Comment 1 Vijay Bellur 2012-04-19 19:34:18 UTC
Awaiting performance results from test run that includes patch at http://review.gluster.com/#change,3186 to determine whether it can be accepted.

Comment 2 Anand Avati 2012-04-20 16:15:37 UTC
CHANGE: http://review.gluster.com/3186 (performance/io-threads: Change the thread scaling logic.) merged in master by Vijay Bellur (vijay)

Comment 3 Anand Avati 2012-04-20 16:15:57 UTC
CHANGE: http://review.gluster.com/3187 (mgmt/glusterd: Make priority threads configurable) merged in master by Vijay Bellur (vijay)

Comment 4 Pranith Kumar K 2012-04-20 17:41:56 UTC
The issue is observed because the scaling of threads happens for the number of fops in iot queue.
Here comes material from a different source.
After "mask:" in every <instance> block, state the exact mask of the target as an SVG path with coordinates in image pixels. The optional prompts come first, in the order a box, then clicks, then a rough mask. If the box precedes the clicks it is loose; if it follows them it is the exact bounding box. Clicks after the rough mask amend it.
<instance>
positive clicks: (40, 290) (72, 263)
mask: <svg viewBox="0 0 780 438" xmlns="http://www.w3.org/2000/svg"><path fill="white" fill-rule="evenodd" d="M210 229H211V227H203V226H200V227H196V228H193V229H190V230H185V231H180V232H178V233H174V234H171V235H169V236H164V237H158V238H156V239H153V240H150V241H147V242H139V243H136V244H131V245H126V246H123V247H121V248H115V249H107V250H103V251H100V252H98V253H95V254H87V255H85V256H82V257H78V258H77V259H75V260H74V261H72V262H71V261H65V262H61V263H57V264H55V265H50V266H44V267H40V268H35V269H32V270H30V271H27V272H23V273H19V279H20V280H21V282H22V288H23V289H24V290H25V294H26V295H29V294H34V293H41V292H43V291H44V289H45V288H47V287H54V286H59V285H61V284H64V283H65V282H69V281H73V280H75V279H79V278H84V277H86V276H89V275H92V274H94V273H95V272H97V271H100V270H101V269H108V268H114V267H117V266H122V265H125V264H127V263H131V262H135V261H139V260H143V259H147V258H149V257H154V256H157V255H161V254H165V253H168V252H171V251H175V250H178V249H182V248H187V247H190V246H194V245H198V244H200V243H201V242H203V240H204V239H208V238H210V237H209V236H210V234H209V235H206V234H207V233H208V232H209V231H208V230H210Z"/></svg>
But Only 1 thread is allowed (because of the limit on least-prio-queue) to process the fops, so threads are spawned only to be terminated. The new change considers the limits on the queues before scaling up.

Comment 5 Raghavendra Bhat 2012-05-09 09:26:29 UTC
Checked with glusterfs-3.3.0qa40 and now CPU usage has been reduced while self-heal is going on.